The work in the centre is augmented in 10 one hour sessions on the LASD machine followed by strict homework exercises, including simple eye exercises and remedial school work - spelling, learning tables, training visual memory, writing and drawing.
Without this treatment no tutoring in spelling, reading, maths, and so on, will help the basic problem in the visual cortex of the brain. We therefore must first examine the person with dyslexia to determine if there is unsteady fixation in one or other eye, and indeed if the eyes are healthy, then we can proceed with treatment.
Sadly people with this problem of visual dyslexia can never reach their full potential. Without treatment, there are significant limitations in the development of aspects associated with speech, reading, writing and numeracy. There can lead to secondary behavioural problems such as poor self esteem and frustration.
Unless a teacher or parent is skilled in the identification of the faults in vision, a child may be misdiagnosed and frequently regarded as lazy, forgetful and inattentive, or even slow, thick or stupid. Thus, it is important that children be identified early in their schooling, in order to correct the eye problem and curb the negative effects of poor schooling ability.
Based on government studies, the British Dyslexia Association estimates that 10% of children have some degree of dyslexia, while about 4% will be affected severely.
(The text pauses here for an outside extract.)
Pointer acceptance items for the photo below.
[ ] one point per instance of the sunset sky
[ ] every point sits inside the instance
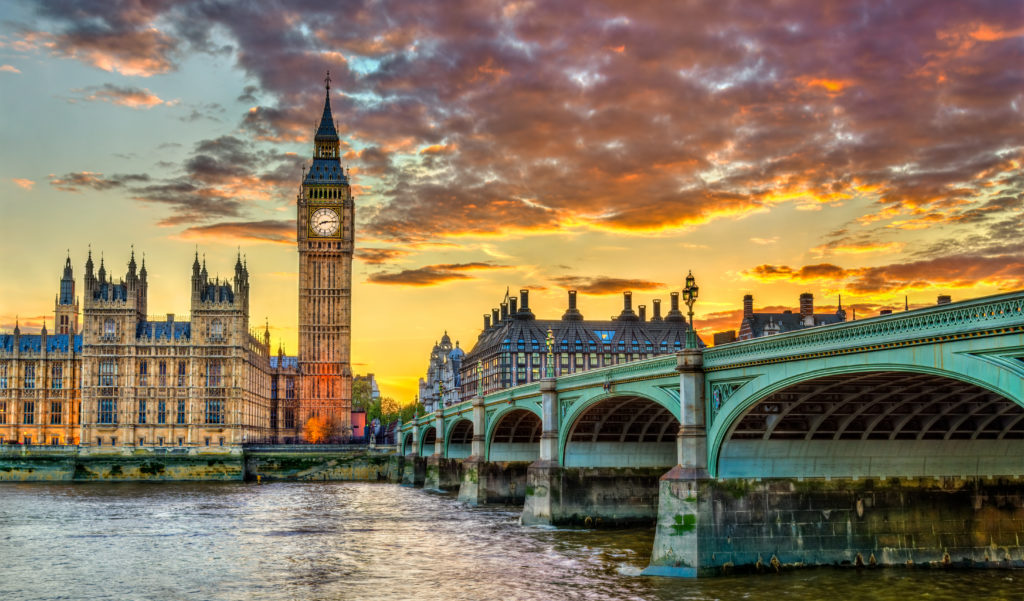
(868, 149)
Most will need some specialist support at some time during their school life, but the most severely affected may need such help throughout their eduction, with support even at college and university.
Signs & Symptoms of Dyslexia
DO a quick checklist here!
Not every sign or symptom of the profile presents itself in each person, although there is usually evidence of a sufficient cluster of these to lead to a diagnosis.
It should be noted that faults in vision tend to run in families, so there may be a history of it. Asking parents however, may not be enough, as often a parent will not have recognised it when he/she was at school. Many only realise the condition once their children are diagnosed.